Edmund was joined on the trip by his friend, Hugh O’Connor, his brother Jim, daughter Fiona, and her boyfriend Tommy Graham.

They walked 380 kilometres — or 236 miles— over 16 days  from Porto in Portugal to Santiago de Compostela, including the Spiritual Variant of the Portuguese Camino and then onto Finisterre, an extension of the Camino which only starts at Santiago.

He said: “Walking the Camino in Covid times was always going to be a challenge but we overcome the obstacles and focused on the true meaning of the Camino experience and achieved our objective.

“We left Dublin on August 1 with all of the new requirements of vaccine passports and passenger locator forms and Randox tests on our phones and hard copies for back-up. 

“There was very rigorous checking of the paperwork, but we had been well warned to arrive early. It was a relief to finally touch down in Porto airport despite torrential rain storms that soon dissipated to provide three weeks of glorious sunshine and heat. 

“Once we got going on the coastal route, we realised that the mask wearing was not mandatory as the Camino was classified as a sporting activity.”

Edmund’s group decided to come off the stretch of the popular Portuguese Way after the city of Pontevedra to do the Variante Espiritual del Camino Portugues route.

“This is the original route taken when the body of St James was returned from Jaffa in Palestine to the town of Padron on the Ulla river estuary in northwestern Spain,” explained Edmund.

“This year the walk was very unusual due to the Covid circumstance and it made it very different.

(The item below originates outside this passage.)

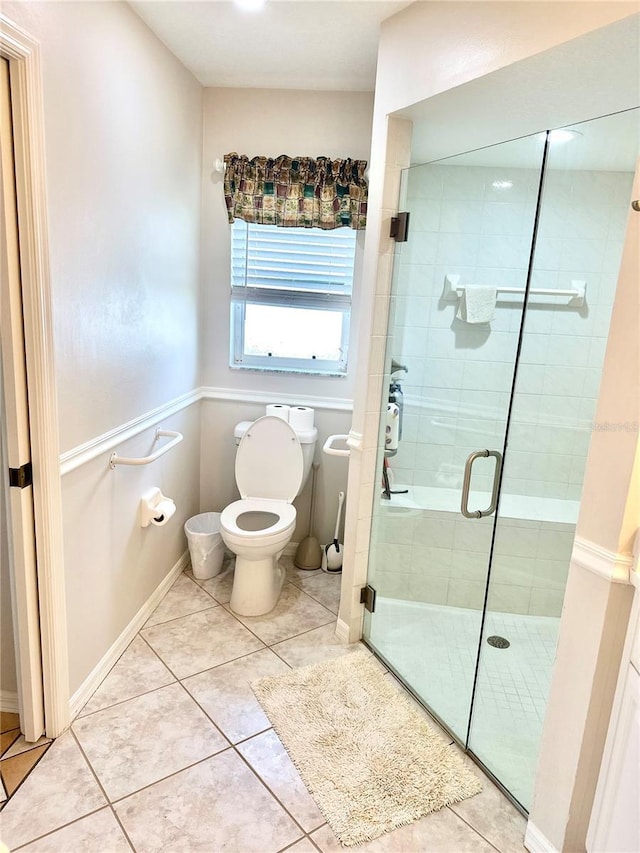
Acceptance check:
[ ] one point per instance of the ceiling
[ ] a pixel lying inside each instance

“The real difference was the massive crowds of walkers, mainly Spanish people and Italians, doing staycation holidays, so it was quite challenge to find somewhere to stay and to eat.

“As it was an outside walk, there was no limit on the numbers of walkers which was crazy. Once we took the Variante Espiritual route, it was more like the previous Caminos, peaceful, quiet, tranquil, a more traditional environment.”

Taking the alternative route meant a boat journey for the group which turned out to be in a 35km high speed RIB taking them into the town of Padron in just 65 minutes, which Edmund described as “an experience of a lifetime”.

He said that once they got to Finisterre, the so-called end of the world, the group were rewarded with the breathtaking beauty of the place.

Edmund last did the full Portuguese Way in 2019 and despite the extra travel hassles and precautions, he was desperate to return to the Camino this year. 

“We had a bit of apprehension and anxiety was in trying to get the NI vaccination passport and there was a lot of issues with the app the weekend before we left,” said Edmund, who did not need to quarantine before or after this trip due to travelling to a green-listed country.

“Despite all of the restrictions, the Camino will always give you an opportunity to step back and look at what you’re got and where you are going.

“It’s still possible to travel to do the Camino, don’t be discouraged but don’t go in August.”

Edmund’s advice is to walk during the early autumn or early spring.

He said there was some disappointment waiting for in a long queue get the Compostela accreditation and there only limited numbers allowed into the cathedral for the Pilgrims’ Mass.